Allow me to start off by giving you a little background about me. I used to be a game programmer. Starting in 1996 and ending in 2010, I was a game programmer for much of that time frame. The first company I worked for was Bethesda Softworks. While I was there, I worked on several games, including Battlespire, Redguard, PBA Bowling 2, X-Car: Experimental Racing, and Burnout: Championship Drag Racing. The last game company I worked for was Rainbow Studios, which was a division of THQ. At Rainbow, I worked on Cars: The Video Game, Cars: Mater-National, Deadly Creatures, Dood’s Big Adventure, and several other unreleased games.
So now you know I am a bona fide game developer with many published games under my belt. My specialty is the game engine which includes graphics, artificial intelligence, physics, sound, music, networking, and so on.
It’s been 7 years since I have done any real game programming. Recently, I discovered that Unity Technologies have made their game engine available to hobbyists for free. I decided that it might be fun to get back into game programming by learning Unity. What better way to learn Unity than to remake one of my favorite childhood PC game: Starflight.
Starflight came out in 1986. I was just entering high school. I was quickly amazed and enthralled by the planet generator that this game uses, and it was the source of much fantasizing and inspiration for me. This game is deceptively simple – after all, it shipped on only two 5 1/4″ floppy disks. I spent many man-weeks exploring the Starflight universe and wondering at the technical aspects of it. I never did beat the game.
So, now that brings us to today and this website. I intend to chronicle my journey remaking Starflight with Unity, and sharing my experiences here. Hopefully, someone will get a kick out of this.
I fully intend to give credit where credit is due for all the things that I find on the Internet that I can use either in the game or on this website. For example, I found the box art image, that is displayed here in this post, at http://otherelectricities.com/neckdeep/starflight.html – an interesting web page. This is the exact box art for the version of Starflight that I have sitting on my desk, which I have had in my possession for 30 years.

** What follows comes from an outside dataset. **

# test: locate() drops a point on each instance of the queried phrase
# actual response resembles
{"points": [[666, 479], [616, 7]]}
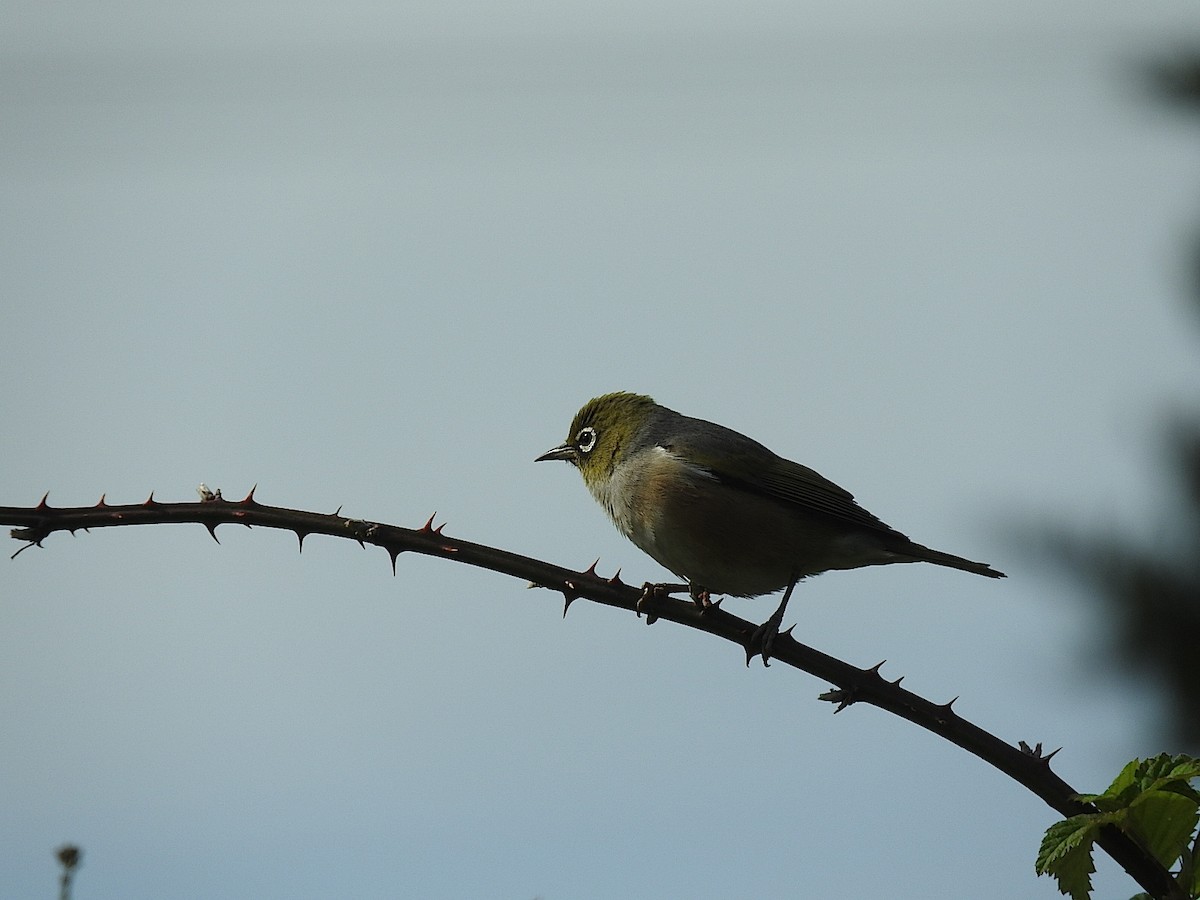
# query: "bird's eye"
{"points": [[586, 439]]}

By the way, this post has been made sticky so it will always appear first on the home page. All of the posts following this one appear in reverse chronological order, so that my frequent visitors are able to easily keep up. If you would like to start reading my posts from the beginning in the correct order, go directly to my next post which is over here.
If you would like to contact me, send me email at marvin dot herbold at gmail dot com.
Just wanted to let you all know that I am taking a short break from this project. The reason being is that my company has won a pretty big contract and it will require a few months of my undivided attention. After things settle down with the new contract, I will be back on this project. This project is not dead, it is just in cryo-stasis.
On Sunday I didn’t have much time to work with the remake, so I decided to do something that would be relatively easy to accomplish in a short amount of time. I created the Spemin Scout, Transport, and Warship models.
As I have done with all of the other ship models I have built to date, the first thing I did was pull up the original ship scan into 3D Studio Max. Then I created 3D models on top of that to match. I used various tools such as the FFD modifier to “sculpt” the parts of the model to match as closely to the original silhouette as possible.
After modeling, I proceeded to UV map the models and then created the textures for them using Filter Forge. I think it turned out nicely.
Also, using 3D Studio Max and Photoshop I rendered out and created the ship scan images. You can see one of them in the feature image at the top of this post. The feature image shows an encounter containing all 3 Spemin ship types.
Last weekend I decided to go ahead and implement one of the lesser used features of the original game… the ship’s log. In the original CGA and EGA version, the ship’s log was nothing more than a simple text editor that the player could use to put in notes. That’s it. Here is a screenshot of it.
It was just so much easier to use a pen and paper to write stuff down than to use the in-game ship’s log editor. It’s 2019 so I think we can come up with something slightly better.
Lo and behold, the ship’s log in this Starflight remake is an auto-logger. The player doesn’t type anything in at all. All Starport notices, all answers to questions from aliens, and all messages found on planets are automatically logged with the stardate and time. The player can quickly review all of these log entries using simple up and down navigation.